When I finished my final UNFCCC negotiating session in June 2012 ahead of my first year of law school, I had a feeling I would find my way back to the international climate policy process some day. I had no idea, though, that it would be only seventeen months before I would once again pull my yellow UNFCCC observer badge over my head and go to work.
I am currently a second year J.D. and Master of Environmental Law and Policy candidate at Vermont Law School. Before coming back to school, I spent six years with the Woods Hole Research Center, an environmental non-profit based in Falmouth, Massachusetts. Although I wore several hats at the Center, one of my favorites was policy analyst working on issues relating to land use, sustainable development, and climate change. It was in this role that I began attending UNFCCC negotiations in 2008, and continued to participate in anywhere from four to seven or eight meetings a year until leaving for VLS.
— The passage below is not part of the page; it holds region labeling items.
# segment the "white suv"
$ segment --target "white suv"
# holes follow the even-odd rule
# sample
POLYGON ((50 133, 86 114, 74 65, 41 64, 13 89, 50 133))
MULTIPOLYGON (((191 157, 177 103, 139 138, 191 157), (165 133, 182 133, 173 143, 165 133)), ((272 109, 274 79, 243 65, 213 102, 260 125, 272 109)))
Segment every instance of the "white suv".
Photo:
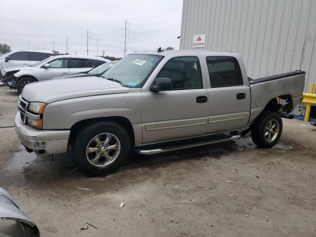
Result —
POLYGON ((50 80, 70 73, 85 72, 111 60, 92 56, 59 55, 51 57, 31 67, 4 70, 3 81, 9 87, 21 93, 27 84, 50 80))
POLYGON ((4 75, 7 68, 33 65, 35 63, 54 56, 51 52, 39 51, 13 51, 0 56, 0 71, 4 75))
My job at UNFCCC negotiating sessions was to follow discussions related to developed countries’ land use, land-use change and forestry (LULUCF), reducing emissions from deforestation and forest degradation in developing countries (REDD+), and agriculture. The Center is home to some of the world’s leading experts on land use and the global carbon and nitrogen cycles, and my specific task was to promote climate change policies and mechanisms that are based on the best possible scientific understanding of the way our world works. It wasn’t always an easy job, and I’m sorry to say that too often political and economic considerations diminish the environmental integrity of even the most nobly intentioned efforts to combat climate change. However, giving up and doing nothing is not an option, so we solider on. I came to VLS in part to gain the knowledge and skills necessary to make me a more effective advocate for scientific and environmental integrity in efforts to address climate change, and I am excited to return to the UNFCCC process and to see if the last year and a half of law school has been worth it (spoiler alert—I can already tell you it has).
In Warsaw, I will continue to focus on LULUCF, REDD+, and agriculture, and will probably throw the clean
development mechanism (CDM) into the mix for good measure. I intend to closely monitor the technical discussions on reference levels for REDD+, a topic on which I spent considerable time in my prior life and have continued to follow from afar. On the ground, I will collaborate with colleagues from the Union of
Concerned Scientists (UCS), Environmental Defense Fund (EDF), Conservation International (CI), The Nature Conservancy (TNC), the Wildlife Conservation Society (WCS), the Amazon Environmental Research Institute (IPAM), the Royal Society for the Protection of Birds (RSPB), the Climate Action Network-International (CAN-I), and many others. I am excited to renew old relationships and create new ones in my new role as a member of the VLS delegation to COP 19!